Les échanges peuvent prendre plusieurs formes : veille réglementaire, retours terrain, groupes de travail. Les priorités annoncées pour 2026 sont la transition énergétique, la digitalisation et la modernisation juridique. Ce triptyque est cohérent avec ce que les cabinets vivent déjà : arbitrages de travaux, processus documentaires, et adaptation continue des pratiques.
Dans une association internationale, la valeur n’est pas seulement dans l’accès à un réseau, mais dans la capacité à transformer des échanges en méthodes internes simples, stables et tenables.
10) Ce qu’un cabinet peut faire dès maintenant, même avant les livrables
Si vous hésitez à adhérer parce que « ce n’est pas encore très concret », vous pouvez avancer sans attendre, en vous alignant sur les axes annoncés. L’idée est de bâtir un socle qui rendra l’adhésion utile le jour où vous déciderez de la formaliser.
- Mettre en place un tableau de bord KPI avec des définitions stables, pour mesurer votre activité et comparer des tendances dans le temps.
- Structurer une bibliothèque de modèles et checklists alignée sur vos exigences de conformité (assemblées, archivage, transparence, prestataires, suivi des décisions).
- Créer un dispositif de veille sur les trois thèmes cités : transition énergétique, digitalisation, modernisation juridique.
- Identifier des cas internes à documenter pour de futurs échanges (rénovation, copropriété en difficulté, dématérialisation des assemblées).

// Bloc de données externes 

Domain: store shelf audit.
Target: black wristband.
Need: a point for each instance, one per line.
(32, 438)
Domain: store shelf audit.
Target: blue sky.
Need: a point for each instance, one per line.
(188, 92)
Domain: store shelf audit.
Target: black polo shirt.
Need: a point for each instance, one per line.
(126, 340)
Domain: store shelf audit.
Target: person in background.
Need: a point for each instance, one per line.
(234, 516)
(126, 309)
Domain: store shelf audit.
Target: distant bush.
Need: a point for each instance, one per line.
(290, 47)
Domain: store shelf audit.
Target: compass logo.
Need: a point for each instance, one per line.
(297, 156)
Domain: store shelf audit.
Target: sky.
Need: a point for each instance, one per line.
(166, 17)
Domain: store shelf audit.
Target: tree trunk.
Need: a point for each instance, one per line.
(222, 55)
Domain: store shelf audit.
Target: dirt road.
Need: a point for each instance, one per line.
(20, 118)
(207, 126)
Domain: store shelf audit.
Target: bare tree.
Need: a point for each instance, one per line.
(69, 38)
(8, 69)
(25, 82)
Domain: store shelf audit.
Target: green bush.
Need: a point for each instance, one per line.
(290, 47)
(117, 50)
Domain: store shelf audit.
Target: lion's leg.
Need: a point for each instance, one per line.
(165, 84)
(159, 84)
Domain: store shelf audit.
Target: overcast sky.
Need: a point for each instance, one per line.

Cette approche a un avantage budgétaire et organisationnel : à budget égal, vous ne dépendez pas d’un calendrier externe pour progresser. Et si vous adhérez ensuite, vous arrivez avec une structure prête à absorber des apports (guides, comparatifs, retours terrain) sans les laisser dormir dans un dossier.
11) Actualités et écosystème : ne pas mélanger salons, labels et association internationale
Deux événements sectoriels sont cités dans l’écosystème : SOLUCOP à Lille le 8 Octobre 2026 (horaire annoncé 9h30 à 22h30) et le SALON DE LA COPROPRIETE les 4 et 5 Novembre 2026, avec une mention de Paris porte de Versailles. Leur intérêt pour un syndic est classique : réseau, veille, outils, partenaires, retours d’expérience.
Mais la méthode est importante : distinguer participation à un salon et adhésion à une association internationale. Ce sont deux investissements différents, avec deux logiques de retour. Un salon peut vous donner une photographie rapide du secteur. Une association, si elle fonctionne, vous demande davantage d’implication et peut, en échange, structurer vos pratiques dans la durée.
Enfin, si vous croisez le sigle ANGC dans vos recherches (salons, label, recommandations professionnelles), gardez le cap : votre sujet ici est l’AISGC. L’objectif est d’éviter les confusions de navigation, pas de tout mettre dans le même panier.